Have a question about this project? Sign up for a free GitHub account to open an issue and contact its maintainers and the community.

By clicking “Sign up for GitHub”, you agree to our terms of service and privacy statement. We’ll occasionally send you account related emails.

Already on GitHub? Sign in to your account

New feature for the Message Generator #1059

Closed
lorbax opened this issue Jul 17, 2024 · 10 comments
Closed

New feature for the Message Generator #1059

lorbax opened this issue Jul 17, 2024 · 10 comments
Assignees

Comments

@lorbax
Copy link
Collaborator

lorbax commented Jul 17, 2024

In the Message Generator, an action is an operation that is performed against the tested software. An action sends a list of messages (that may be empty) and perform a list of checks (that may be empty) on the response message from the tested software. These checks are called action_results. One example of action result is MatchMessageType, which checks that the received message has a specific type. For example, if we are testing a certain upstream, a typical action sends a SetupConnection and checks that the response has the message type corresponding to SetupConnectionSuccess.
There are some cases in which the tested software can answer with two or more allowed messages; for example, after a NewExtendedMiningJob, a downstream can send either a SubmitSharesExtended or an Updatechannel. The reception of any of these messages fall within the correct behaviour of a SRI compliant software.
Nevertheless, there is no way right now to check this situation. If we set an action that sends NewExtendedMiningJob and waits for an UpdateChannel the test will fail id receives a SubmitSharesExtended.
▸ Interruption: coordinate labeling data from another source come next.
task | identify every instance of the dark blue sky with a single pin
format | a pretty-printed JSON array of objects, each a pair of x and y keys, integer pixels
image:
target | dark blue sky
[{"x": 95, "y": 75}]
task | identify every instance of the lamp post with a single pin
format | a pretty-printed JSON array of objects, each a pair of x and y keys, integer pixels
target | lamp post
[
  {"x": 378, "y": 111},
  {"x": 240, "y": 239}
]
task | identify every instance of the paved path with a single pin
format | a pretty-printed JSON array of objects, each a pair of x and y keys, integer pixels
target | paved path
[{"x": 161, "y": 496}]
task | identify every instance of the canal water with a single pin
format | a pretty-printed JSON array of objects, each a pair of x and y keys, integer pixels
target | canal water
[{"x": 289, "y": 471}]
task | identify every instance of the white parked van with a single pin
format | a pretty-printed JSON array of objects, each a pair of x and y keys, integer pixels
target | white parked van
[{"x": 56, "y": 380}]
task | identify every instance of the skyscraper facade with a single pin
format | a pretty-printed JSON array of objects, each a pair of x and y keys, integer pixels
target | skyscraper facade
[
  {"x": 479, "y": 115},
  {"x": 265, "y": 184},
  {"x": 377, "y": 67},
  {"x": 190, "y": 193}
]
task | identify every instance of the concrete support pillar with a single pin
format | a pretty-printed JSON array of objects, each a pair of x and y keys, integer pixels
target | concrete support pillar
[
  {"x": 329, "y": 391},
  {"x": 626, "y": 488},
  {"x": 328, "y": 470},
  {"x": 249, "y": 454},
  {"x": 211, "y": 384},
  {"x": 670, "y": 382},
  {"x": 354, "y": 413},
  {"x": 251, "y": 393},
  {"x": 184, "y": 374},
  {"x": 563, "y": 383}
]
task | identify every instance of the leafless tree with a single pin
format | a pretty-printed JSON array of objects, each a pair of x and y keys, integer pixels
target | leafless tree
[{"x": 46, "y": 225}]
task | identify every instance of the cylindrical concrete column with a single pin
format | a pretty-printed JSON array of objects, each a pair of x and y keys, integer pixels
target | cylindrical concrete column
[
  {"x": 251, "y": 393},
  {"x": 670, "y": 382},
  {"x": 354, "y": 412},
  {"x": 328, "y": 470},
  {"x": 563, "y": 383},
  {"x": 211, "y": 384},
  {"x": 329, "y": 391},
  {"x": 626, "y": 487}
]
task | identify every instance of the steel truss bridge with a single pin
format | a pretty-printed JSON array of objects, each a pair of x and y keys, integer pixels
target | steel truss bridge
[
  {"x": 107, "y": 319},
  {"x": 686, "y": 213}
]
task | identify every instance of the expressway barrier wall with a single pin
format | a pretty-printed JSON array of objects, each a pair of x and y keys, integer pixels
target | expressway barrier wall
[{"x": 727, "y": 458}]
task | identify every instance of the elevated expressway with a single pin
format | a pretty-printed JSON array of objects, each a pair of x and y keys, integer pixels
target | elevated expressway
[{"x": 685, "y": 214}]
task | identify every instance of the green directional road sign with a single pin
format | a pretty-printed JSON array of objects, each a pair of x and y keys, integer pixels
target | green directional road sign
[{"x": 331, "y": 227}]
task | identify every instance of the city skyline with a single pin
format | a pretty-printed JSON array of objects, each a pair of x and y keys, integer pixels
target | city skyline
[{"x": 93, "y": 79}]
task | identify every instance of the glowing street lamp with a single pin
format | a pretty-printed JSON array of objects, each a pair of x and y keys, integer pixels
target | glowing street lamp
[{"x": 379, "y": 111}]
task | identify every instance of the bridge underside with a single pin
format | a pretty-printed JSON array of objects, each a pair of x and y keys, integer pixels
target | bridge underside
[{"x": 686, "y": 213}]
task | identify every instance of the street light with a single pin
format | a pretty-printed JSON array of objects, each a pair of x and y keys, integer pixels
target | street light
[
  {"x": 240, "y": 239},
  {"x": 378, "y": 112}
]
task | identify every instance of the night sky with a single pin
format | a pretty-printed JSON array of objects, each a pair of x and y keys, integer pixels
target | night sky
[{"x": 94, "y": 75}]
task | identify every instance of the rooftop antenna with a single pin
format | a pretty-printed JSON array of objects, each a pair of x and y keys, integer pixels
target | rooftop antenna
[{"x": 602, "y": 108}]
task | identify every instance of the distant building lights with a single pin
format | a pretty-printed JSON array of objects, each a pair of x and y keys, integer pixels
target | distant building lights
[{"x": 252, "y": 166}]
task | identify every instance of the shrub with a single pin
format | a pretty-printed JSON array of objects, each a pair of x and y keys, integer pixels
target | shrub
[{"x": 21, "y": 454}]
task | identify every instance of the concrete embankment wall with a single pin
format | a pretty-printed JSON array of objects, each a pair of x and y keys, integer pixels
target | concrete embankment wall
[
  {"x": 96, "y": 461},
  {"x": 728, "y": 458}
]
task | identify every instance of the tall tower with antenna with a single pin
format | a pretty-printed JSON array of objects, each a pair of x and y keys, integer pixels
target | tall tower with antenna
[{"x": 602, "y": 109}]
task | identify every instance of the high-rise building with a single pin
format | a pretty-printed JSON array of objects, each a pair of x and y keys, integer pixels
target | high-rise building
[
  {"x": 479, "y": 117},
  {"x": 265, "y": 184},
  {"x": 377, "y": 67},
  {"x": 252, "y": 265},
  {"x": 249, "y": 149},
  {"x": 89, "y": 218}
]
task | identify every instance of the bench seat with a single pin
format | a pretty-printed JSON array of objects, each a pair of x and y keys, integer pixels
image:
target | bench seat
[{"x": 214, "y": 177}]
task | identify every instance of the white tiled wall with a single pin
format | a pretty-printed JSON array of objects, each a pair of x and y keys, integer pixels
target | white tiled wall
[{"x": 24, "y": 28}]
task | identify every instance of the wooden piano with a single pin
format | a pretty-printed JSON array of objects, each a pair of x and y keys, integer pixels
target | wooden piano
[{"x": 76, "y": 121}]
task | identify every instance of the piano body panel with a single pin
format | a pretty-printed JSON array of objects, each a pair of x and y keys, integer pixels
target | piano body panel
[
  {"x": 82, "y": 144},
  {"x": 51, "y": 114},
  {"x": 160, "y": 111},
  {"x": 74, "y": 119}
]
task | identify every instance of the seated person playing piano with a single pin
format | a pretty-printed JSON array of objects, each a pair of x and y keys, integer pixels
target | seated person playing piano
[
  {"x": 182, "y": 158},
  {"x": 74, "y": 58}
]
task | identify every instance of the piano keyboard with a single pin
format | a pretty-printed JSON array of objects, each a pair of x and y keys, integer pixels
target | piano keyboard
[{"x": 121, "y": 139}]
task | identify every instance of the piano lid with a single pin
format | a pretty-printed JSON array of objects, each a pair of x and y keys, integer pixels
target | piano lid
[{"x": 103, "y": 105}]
Similarly, If we set an action that sends NewExtendedMiningJob and waits for an SubmitSharesExtended the test will fail id receives a UpdateChannel.
This issue presents itself in this during the checking of the result of this action.

It is needed a feature that signal that a result that checks a received message has to be performed either at the first message received, or at the first message received of a certain type (i.e. waits until the reception of a specific message, and exit with a success when this happens).

I am already working on this issue.

@GitGab19 GitGab19 assigned GitGab19 and lorbax and unassigned GitGab19 Jul 17, 2024
@GitGab19 GitGab19 added this to the 1.0.2 milestone Jul 17, 2024
@GitGab19 GitGab19 moved this from Todo 📝 to In Progress 🏗️ in SV2 Roadmap 🛣️ Jul 17, 2024
@GitGab19 GitGab19 linked a pull request Jul 19, 2024 that will close this issue
@plebhash
Copy link
Collaborator

this is great!

we get many MG CI false alarms from this missing feature, as it was already described here: #928 (comment)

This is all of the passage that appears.